[M3devel] optimization [ was Re: Performance issues with CM3 ]
Mika Nystrom
mika at async.caltech.edu
Sun Apr 26 20:12:35 CEST 2009
Hi Tony,
I looked at this more closely, and I was wrong. The compiler doesn't
actually segfault on -O. I was using -gstabs+ but switched to -gstabs
after your email (doesn't seem to matter).

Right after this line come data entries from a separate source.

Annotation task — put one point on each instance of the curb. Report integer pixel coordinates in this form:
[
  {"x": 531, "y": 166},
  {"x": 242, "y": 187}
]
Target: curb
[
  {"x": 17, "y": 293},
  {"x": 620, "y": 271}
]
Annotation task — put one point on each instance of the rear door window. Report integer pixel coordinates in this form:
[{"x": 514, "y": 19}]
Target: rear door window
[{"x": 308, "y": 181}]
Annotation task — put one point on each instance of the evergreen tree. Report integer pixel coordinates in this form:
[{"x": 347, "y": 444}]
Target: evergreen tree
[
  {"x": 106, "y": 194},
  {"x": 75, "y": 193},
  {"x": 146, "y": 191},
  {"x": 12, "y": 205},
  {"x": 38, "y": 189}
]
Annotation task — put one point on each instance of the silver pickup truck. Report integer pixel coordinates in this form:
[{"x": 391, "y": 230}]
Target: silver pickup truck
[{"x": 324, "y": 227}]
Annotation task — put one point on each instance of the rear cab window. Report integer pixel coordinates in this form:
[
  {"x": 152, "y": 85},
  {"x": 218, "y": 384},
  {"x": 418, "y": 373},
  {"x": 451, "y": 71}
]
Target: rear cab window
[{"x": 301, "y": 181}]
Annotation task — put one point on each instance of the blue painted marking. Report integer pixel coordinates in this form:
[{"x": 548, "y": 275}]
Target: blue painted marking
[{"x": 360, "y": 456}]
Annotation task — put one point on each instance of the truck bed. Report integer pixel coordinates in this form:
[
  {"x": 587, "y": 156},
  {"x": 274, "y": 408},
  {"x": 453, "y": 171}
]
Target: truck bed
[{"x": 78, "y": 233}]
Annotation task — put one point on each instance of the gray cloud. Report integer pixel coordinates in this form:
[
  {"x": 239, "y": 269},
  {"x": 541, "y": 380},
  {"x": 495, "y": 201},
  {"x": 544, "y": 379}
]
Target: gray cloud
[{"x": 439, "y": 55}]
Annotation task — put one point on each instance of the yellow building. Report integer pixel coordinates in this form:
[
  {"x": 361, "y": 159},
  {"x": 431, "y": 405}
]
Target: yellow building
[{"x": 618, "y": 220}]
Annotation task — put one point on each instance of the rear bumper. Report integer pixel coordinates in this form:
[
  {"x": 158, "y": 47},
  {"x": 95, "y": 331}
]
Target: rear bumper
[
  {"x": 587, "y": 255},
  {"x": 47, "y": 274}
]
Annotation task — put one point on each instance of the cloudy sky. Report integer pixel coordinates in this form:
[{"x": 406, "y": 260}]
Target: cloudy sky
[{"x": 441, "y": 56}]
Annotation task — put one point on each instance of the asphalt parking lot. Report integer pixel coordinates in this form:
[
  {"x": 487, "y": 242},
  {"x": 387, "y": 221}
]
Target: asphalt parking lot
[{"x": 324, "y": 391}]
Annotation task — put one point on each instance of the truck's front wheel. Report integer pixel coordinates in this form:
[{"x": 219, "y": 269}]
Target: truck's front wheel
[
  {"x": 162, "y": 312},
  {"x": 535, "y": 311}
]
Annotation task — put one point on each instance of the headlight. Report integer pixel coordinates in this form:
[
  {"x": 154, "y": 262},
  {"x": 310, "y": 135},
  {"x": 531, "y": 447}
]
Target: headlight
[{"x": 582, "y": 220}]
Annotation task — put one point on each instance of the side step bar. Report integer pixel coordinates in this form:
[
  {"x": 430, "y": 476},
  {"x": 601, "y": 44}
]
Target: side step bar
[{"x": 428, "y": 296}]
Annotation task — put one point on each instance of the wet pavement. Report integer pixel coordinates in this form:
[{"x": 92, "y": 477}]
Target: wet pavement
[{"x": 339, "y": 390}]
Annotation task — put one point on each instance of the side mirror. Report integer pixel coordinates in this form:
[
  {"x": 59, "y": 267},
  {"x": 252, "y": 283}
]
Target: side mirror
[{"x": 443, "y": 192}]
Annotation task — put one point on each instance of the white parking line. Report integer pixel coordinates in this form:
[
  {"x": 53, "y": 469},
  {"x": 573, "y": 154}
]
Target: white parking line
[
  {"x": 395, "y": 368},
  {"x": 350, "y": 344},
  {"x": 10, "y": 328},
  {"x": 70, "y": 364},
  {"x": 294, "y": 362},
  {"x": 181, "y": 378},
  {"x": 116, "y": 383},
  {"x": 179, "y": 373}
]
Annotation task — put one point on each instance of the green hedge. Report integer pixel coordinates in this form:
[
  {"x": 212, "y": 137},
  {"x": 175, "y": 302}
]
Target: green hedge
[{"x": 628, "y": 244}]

I get a ton of warnings at either optimization level, and there are
definitely bugs in the optimizer. The resulting code is generally
not correct. (By comparison, I had to turn off PM3's optimizer for
only one of the hundred or so packages I build.) Things often fail
to compile, even at -O.
At -O3, I get one segfault:
new source -> compiling TextCommandQueueTbl.i3
cm3cg: warning: -freorder-blocks disabled for Modula-3 ex_stack exception handling
new source -> compiling CommandLoop.m3
cm3cg: warning: -freorder-blocks disabled for Modula-3 ex_stack exception handling
../src/CommandLoop.m3: In function 'CommandLoop__Run':
../src/CommandLoop.m3:279: internal compiler error: Segmentation fault
Please submit a full bug report,
with preprocessed source if appropriate.
See <http://gcc.gnu.org/bugs.html> for instructions.
m3_backend => 4
m3cc (aka cm3cg) failed compiling: CommandLoop.mc
new source -> compiling CommandLoopDefaultCommand.m3
cm3cg: warning: -freorder-blocks disabled for Modula-3 ex_stack exception handling
new source -> compiling TextCommandTbl.m3
where:
272 (*****************************************************************************
273 * *
274 * Command Loop Main *
275 * *
276 *****************************************************************************)
277
278
279 PROCEDURE Run(self: T; source: Pathname.T := NIL; term: Term.T := NIL) =
280 CONST
281 Comment = SET OF CHAR{'%','#'};
282 VAR
283 completer := NEW(StdCompleter, loop:=self);
284 line: TEXT;
285 BEGIN
286 IF term = NIL THEN
287 self.term := Term.Default();
288 ELSE
289 self.term := term;
290 END;
291 LOOP
292 TRY
293 IF source # NIL THEN
294 DoLoad(self.load, TextList.List2("",source), self.term);
295 source := NIL;
...
Even at -O, things don't work right. Here's a typical output:
new source -> compiling PassiveArb1.m3
"../src/PassiveArb1.m3", line 68: warning: not used (e)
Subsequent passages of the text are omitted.